A: When I was younger, I was a gymnast and wanted to go to the Olympics. Obviously, that never happened, but when after I lost my leg in 2012, I learned of the US Paralympics. It was like I second chance to rep my country. A dream was born very quickly and I realized somehow, someway, I had to be involved. I made i to he 2008 staging in swimming.

Q: Where does that rank among the most proud moments of your life?

A: It was pretty amazing. I lost my leg four years earlier and it was like this whole circle. I went from Baghdad to Beijing and it put everything together. It made everything make sense. It was a defining moment in my life.

USOC Portraits for Rio2016

Q: When you received the Purple Heart, what was that experience like?

A: I don't think you ever expected to get that. I went into the military knowing I could get injured -- and thankfully I only lost my leg. I happened to be in the wrong place at the wrong time, but it's something I was expecting.

Q: What inspired you to originally join the army?

A: I love my country.
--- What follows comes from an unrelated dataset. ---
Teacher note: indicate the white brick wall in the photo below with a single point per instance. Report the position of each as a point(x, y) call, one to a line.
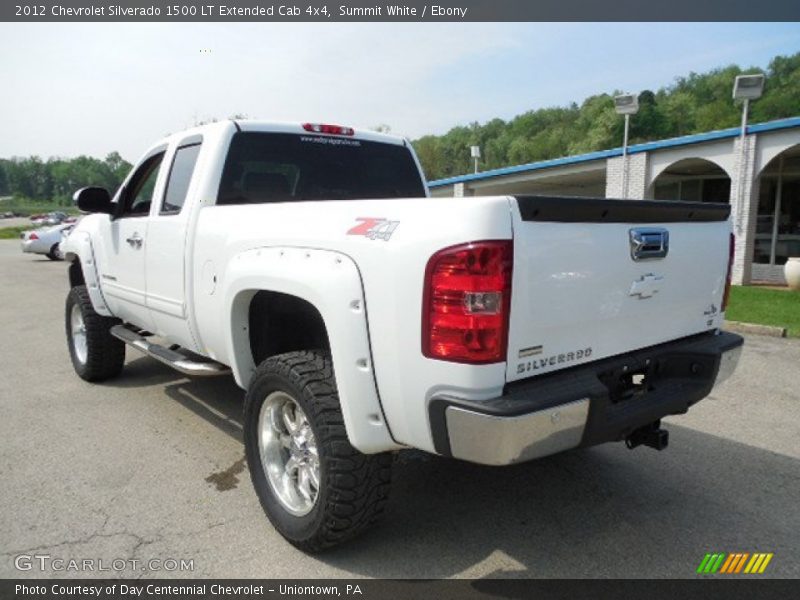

Short and sweet with that one.

Q: When you first set your sights on the Paralympics, was there ever any hesitation? Or did you have the utmost confidence all along the way?

A: I started out as a swimmer and I needed to get much faster. The Paralympics, like the Olympics, is all about hard work and training. It's a long shot, but hard work is rewarded and dreams do come true.

Q: What are you looking forward to most in Rio?

A: Representing my country, definitely, and wearing that USA uniform. Having it all pay off.